Nearly 200 international hotels, including prominent chains, are either already operating in Xinjiang or planning to open in the region, despite reports of widespread human rights abuses by China, according to a new report.
The Uyghur Human Rights Project (UHRP) has identified at least 115 operational hotels that “benefit from a presence in the Uyghur region”, including major international hotel chains — Accor, Hilton, IHG, Marriott, and Wyndham. Additionally, at least 74 other hotels are in various stages of construction or planning in China’s Xinjiang Uyghur Autonomous Region (Xinjiang).
These hotels are “operating and dramatically expanding their presence in East Turkistan despite ongoing crimes against humanity and genocide”, the UHRP said in a report published on Thursday.
The report also mentions that some of the hotels have connections to forced labour and labour transfer programmes.
“By offering high-end accommodations and leisure spaces, international hotel chains contribute to a sanitised image of the region, one that directly serves Beijing’s propaganda objectives,” it said.
Xinjiang, one of the most ethnically diverse regions in China, has been witnessing systematic abuses against Uyghur Muslims and other ethnic groups under the guise of “terrorism” and “religious extremism” by the government in Beijing, activists say.
According to Amnesty International, it is estimated that over a million people have been arbitrarily detained in internment camps throughout Xinjiang since 2017.
The international human rights group has stated that China is carrying out mass internment, torture, re-education, forced labour, the criminalisation of acts of religious expression, and the persecution of Uyghur Muslims in the Xinjiang region.

Legal experts and world governments have called China’s indoctrination and human rights abuses against Uyghurs and other ethnic minorities a genocide, a claim yet to be taken to the international court.
China has denied reports of its mistreatment of minorities in the Xinjiang region.
Experts working on the report have called on the hotels working in the region not to normalise China’s human rights abuses.
“It’s unconscionable that these hotel chains continue to operate and expand in the Uyghur Region at a time when the Chinese government is carrying out systematic atrocities,” said Peter Irwin, co-author of the report and the associate director for research and advocacy at the UHRP.

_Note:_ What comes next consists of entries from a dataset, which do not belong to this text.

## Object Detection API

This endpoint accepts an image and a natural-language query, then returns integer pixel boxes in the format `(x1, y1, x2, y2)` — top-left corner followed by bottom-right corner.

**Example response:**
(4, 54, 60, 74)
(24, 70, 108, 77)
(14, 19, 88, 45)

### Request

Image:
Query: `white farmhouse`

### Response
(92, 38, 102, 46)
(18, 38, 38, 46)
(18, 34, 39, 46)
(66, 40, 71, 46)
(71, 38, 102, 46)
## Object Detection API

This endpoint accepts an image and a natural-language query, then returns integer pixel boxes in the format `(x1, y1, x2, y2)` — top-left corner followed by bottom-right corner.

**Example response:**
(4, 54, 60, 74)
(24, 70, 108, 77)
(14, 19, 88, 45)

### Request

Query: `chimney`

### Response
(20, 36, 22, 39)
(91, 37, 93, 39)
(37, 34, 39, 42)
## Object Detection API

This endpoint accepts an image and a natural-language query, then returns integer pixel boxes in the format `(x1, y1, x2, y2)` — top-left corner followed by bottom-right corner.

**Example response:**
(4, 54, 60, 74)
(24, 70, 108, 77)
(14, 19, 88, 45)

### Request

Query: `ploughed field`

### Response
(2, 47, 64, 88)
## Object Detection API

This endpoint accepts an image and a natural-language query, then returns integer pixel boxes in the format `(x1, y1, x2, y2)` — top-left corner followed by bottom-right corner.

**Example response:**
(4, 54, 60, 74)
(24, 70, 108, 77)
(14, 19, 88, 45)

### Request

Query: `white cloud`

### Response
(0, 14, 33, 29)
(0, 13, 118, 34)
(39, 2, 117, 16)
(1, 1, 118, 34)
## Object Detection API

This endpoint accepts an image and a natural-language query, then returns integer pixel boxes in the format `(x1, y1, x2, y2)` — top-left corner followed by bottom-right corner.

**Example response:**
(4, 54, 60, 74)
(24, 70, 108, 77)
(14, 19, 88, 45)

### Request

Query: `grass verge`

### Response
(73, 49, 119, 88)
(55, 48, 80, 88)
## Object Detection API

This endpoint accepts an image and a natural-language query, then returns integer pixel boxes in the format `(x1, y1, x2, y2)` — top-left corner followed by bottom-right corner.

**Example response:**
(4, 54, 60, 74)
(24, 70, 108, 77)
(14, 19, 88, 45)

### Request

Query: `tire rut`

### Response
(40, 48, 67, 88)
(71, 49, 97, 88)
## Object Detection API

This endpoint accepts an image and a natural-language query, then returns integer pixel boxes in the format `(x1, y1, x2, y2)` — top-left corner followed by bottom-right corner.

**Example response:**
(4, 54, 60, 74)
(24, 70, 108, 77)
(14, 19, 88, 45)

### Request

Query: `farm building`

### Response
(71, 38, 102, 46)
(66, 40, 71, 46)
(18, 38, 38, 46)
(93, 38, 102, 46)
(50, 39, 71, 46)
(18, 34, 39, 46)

“There is absolutely no way these multibillion-dollar corporations can operate responsibly in this environment – their presence alone normalises and legitimises these abuses,” he said.
The rise in the number of hotels operating in China’s far west comes at a time when Beijing is promoting Xinjiang as a tourist destination, with state media claiming around 300 million visitors to the region in 2024 alone.
According to the UHRP report, hotel chains operating in the Uyghur region “risk enabling and legitimising the political and economic system that perpetuates forced labour, cultural erasure and other human rights abuses targeting Uyghurs”.
The leading hotels “support the very apparatus of state control that enforces these atrocities” by maintaining a presence in the region, it said.
Seeking action, the UHRP has called on the international hotel chains to freeze their further expansion in the region, halt all operations and sever any business ties, and third-party booking platforms to delist all hotel booking services in the region.